CANNIBALE ET ANTHROPOPHAGE
Par: Yvan Amar et Evelyne Lattanzio
Actualité tragique : on parle de cannibalisme. Encore faut-il savoir ce qu’on entend par là. Le cannibalisme, c’est le fait pour un humain de manger un autre humain.Le mot date des grandes découvertes ; il semble même qu’on doive son importation à Christophe Colomb, qui aurait découvert non seulement le Nouveau Monde, mais aussi le cannibalisme. Enfin, c’est aller un peu vite en besogne : il a peut-être simplement découvert le mot. Et encore, le mot préexistait. Mais il a pu le ramener en Europe.
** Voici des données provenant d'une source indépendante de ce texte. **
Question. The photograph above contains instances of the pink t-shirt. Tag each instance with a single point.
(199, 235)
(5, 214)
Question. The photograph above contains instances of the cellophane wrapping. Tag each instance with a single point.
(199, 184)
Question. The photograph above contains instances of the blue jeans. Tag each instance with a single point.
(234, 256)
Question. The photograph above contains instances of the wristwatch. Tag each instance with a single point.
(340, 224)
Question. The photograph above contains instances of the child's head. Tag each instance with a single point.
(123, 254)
D’où ? De ces îles qu’il avait découvertes, et sur lesquelles il avait découvert des Indiens, dont il ne reste aujourd’hui aucun survivant ? Ces Indiens parlaient Arawak, et ce mot de cannibale était peut-être d’ailleurs celui qui les désignait. Cannibale serait alors de la même famille que Caraïbe, et le mot n’aurait au départ rien de sanguinaire. Mais comme les explorateurs de ces nouvelles contrées imaginaient souvent les pires pratiques de la part de ceux qu’ils découvraient, cannibale a pris le sens de mangeur d’homme et le mot est rentré en Europe, par l’espagnol, qui l’a cédé au latin, qui l’aurait lui-même cédé à l’italien, d’où le français l’aurait tiré. Tout un voyage en somme…
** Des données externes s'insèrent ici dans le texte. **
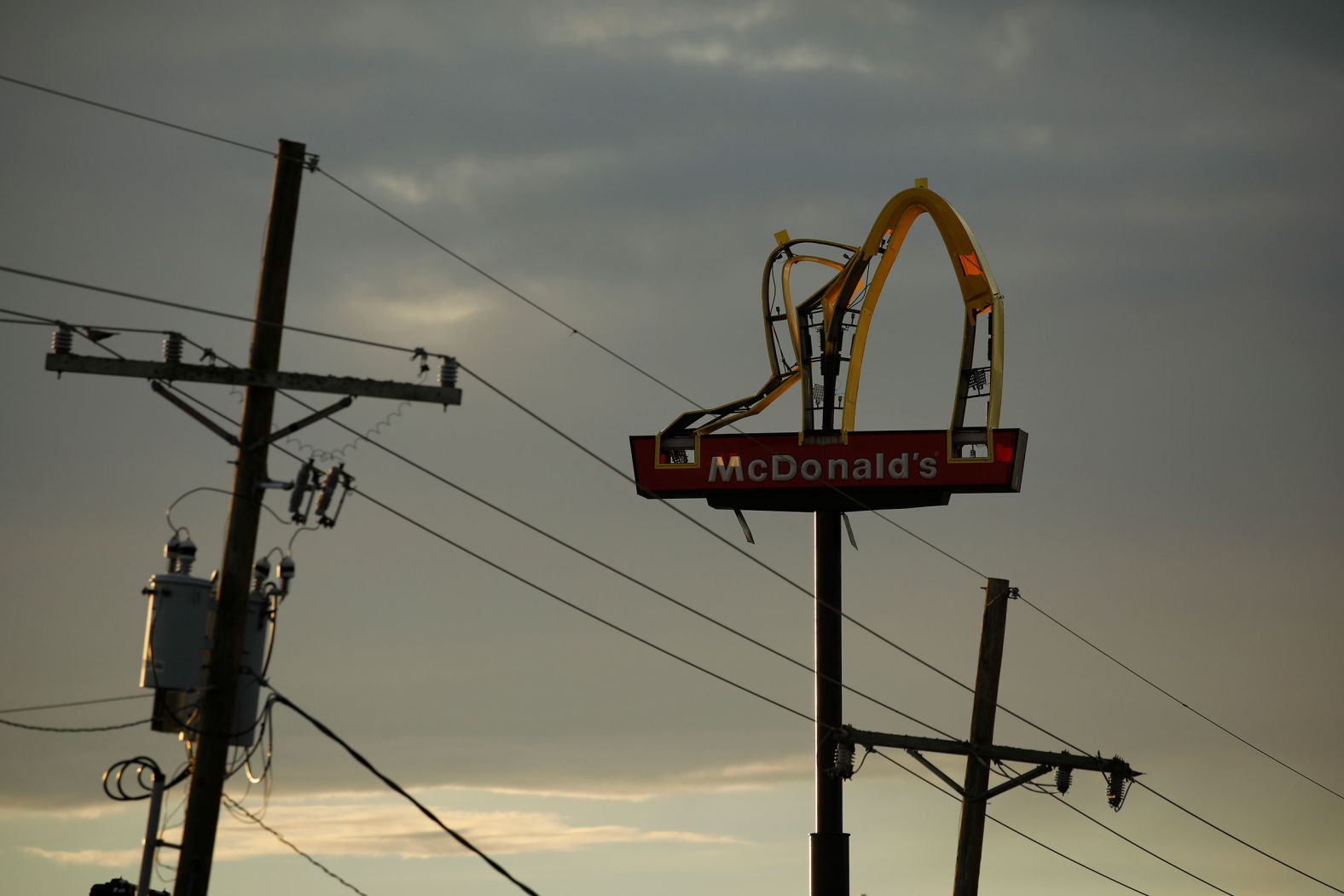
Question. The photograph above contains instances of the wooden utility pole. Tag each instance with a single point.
(980, 750)
(217, 707)
(973, 801)
(214, 728)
Le mot a eu du succès, a parfois été utilisé dans un sens affaibli, pour dire simplement cruel, sanguinaire, mais ce n’est plus vraiment le cas maintenant. En revanche, il arrive qu’on le voit utilisé comme un adjectif : un festin cannibale, lit-on à propos par exemple du festin de Thieste, qui commença à manger son fils ! Quand ça ? Où ça ? Oh ! C’était il y a bien longtemps, puisqu’il s’agit d’une légende de la mythologie grecque, qui met en scène la fameuse famille des Atrides. Preuve que le cannibalisme n’est pas l’apanage des Arawaks.
On a un autre mot, d’origine bien plus européenne : c’est anthropophage. Il apparaît presque au même moment que cannibale en français, mais existait depuis longtemps en latin et en grec, d’où il est originaire. Lui aussi au connu quelques dérives de sens : on l’a utilisé pour dire exploiteur, et même bourreau durant le Révolution française. Mais aujourd’hui, son sens semble être retourné à son étymologie.